I believe that whetu's comments whether in jest or being serious is good advice.

The Smoothwall and Ipcop firewall distributions are well documented.
To ask questions here without reading the standard documentation first will,
of course, lead to people saying RTFM.

__________________
Steve M
Bigted
Cute, Furry and Cuddly

Ok then I apologise. ops:

Here is a more specific question...

I have the firewall configured as Green + Red. On the Red interface I have select PPPOE (The tree choices are Static, DHCP and PPPOE).

In the firewall config I have gone to the services tab and then PPP settings and setup a PPPOE connection entering my username and password.

When the firewall 'Dials' it doesn't seem to get a connection.

Any idea what is wrong??

How would you normally connect to WC? Does the WC modem handle that or is it controlled via DUN?

If the WC modem handles it, what is the IP address of its lan interface?

You'll want to setup your RED with a static IP in the same range as the IP of the WC modem and point to the modem as the gateway, so as far as the smoothie is concerned the WC modem is the gateway and as far as any workstations are concerned, the smoothwall box is the gateway... all completely transparent of one another

Power cycle your WC "box".
It will pick up the new MAC address of your Red network card rather than
the one in your computer and allow you to connect.
The WC antenna stores up to 3 MAC addresses in it.
If you try to connect with a network card it does not recognise, it will not connect.

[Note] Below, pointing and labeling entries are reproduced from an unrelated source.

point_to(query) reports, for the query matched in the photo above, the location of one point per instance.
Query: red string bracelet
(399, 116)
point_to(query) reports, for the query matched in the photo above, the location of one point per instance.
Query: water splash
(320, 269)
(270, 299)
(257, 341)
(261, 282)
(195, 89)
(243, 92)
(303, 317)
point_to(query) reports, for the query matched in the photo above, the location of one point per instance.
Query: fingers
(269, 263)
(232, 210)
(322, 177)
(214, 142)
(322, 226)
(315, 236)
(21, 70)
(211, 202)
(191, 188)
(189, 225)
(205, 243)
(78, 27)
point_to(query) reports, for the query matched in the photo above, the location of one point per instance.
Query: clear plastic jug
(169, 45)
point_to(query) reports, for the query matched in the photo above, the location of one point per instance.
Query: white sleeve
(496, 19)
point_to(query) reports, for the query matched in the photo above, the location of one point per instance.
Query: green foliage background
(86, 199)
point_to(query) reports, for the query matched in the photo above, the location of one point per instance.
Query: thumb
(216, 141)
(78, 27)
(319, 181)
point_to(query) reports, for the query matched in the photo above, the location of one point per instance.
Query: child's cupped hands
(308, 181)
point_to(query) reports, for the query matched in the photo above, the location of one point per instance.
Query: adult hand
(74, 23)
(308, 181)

As long as you have set up the right settings in the Smoothwallthen it should connect.

__________________
Steve M
Bigted
Cute, Furry and Cuddly

Thanks dude, that did the trick.

I got a little red-faced (and got the ihug helpdesk guy redfaced too) tonight...
Had a problem, sorted it 30 secs after helpdesk guy answered phone, by power cycling my WC box. He had no idea about how to sort the WC problemo I was having though, so I feel a smidgen less stupid


Cheers for the information enclosed above - next time I will do the web research thing _before_ I ring the helpdesk :P

Great advice on cycling the power to the WC unit - that got me past the same problem.

Unfortunately, I seem to encounter the same problem each day - the smoothwall machine attempts to connect a number of times before giving up with the following line in the logs:
Rebooting the machine and recycling the power fixes the problem but I don't really want to be doing that every day. Has anybody else had similar issues?